Summary for the Busy Executive: So-so.
Robert Savage died in 1993, age 42, of AIDS. He studied with, among others, Beeson, Weber, Rorem, Diamond, Corigliano, and Del Tredici. After his death, his friends put the money together to record these works and to issue the CD.
Under the circumstances, I wish I liked it more. A negative review becomes almost beside the point and perhaps even cruel to those who survive him. I didn't know him. I know only the music. In general, I find it bland. I have no reason to listen to it again. There's no moment of breathtaking beauty, no tension, no individual quirk, nothing that grabs my ear.
Savage wrote the Eye-Sky Symphony when he first learned he had AIDS. Of the works on this CD, this one interests me the most, but mainly for the allusions to Ives' Unanswered Question that run through all of its movements.

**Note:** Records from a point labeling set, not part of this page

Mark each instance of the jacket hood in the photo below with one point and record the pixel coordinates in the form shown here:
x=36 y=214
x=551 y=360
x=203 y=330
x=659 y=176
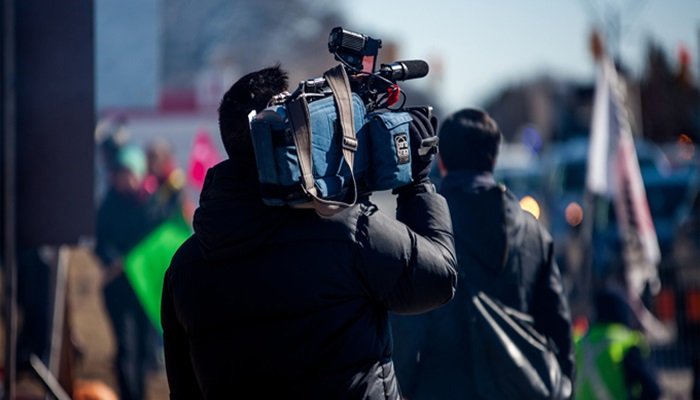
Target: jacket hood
x=489 y=217
x=231 y=219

However, the interest raised is ultimately mild and doesn't survive repeated hearings. The argumentative thread in the symphony seems more than a little slack, as it does throughout the CD's program. I find the third movement the most compelling, as Savage transforms his Ives motives into a simple, lyric, diatonic tune.
The liner notes by Severine Neff make much of the "gay" mythology behind Savage's work. If so, I don't hear it, probably because I don't know how to tell from the music itself whether a gay wrote it. It seems to me that composers are mainly themselves, rather than exhibits in this or that specialized museum. If love of Chopin and classic American pop are gay traits, then I, too, am gay. However, I thought these things were not one group's exclusive property or badge of identity. I have no idea whether Savage himself subscribed to this nonsense and if not, he should be protected from his friends. From the Department of Compulsive Correction: the liner notes call zydeco "a popular dance form." Zydeco is no more a dance or form than rock and roll. If anything, it's a genre.
The performances are mostly fine. However, Sara Laimon's piano playing seems just to sleepwalk through her portions. This music needs a committed champion, someone to make a strong case. Soprano Christine Schadeberg does beautifully in the Florida Poems, making emotional sense of Wallace Stevens's slightly abstruse text. She sings with a conversational freedom and impeccable, colloquial diction.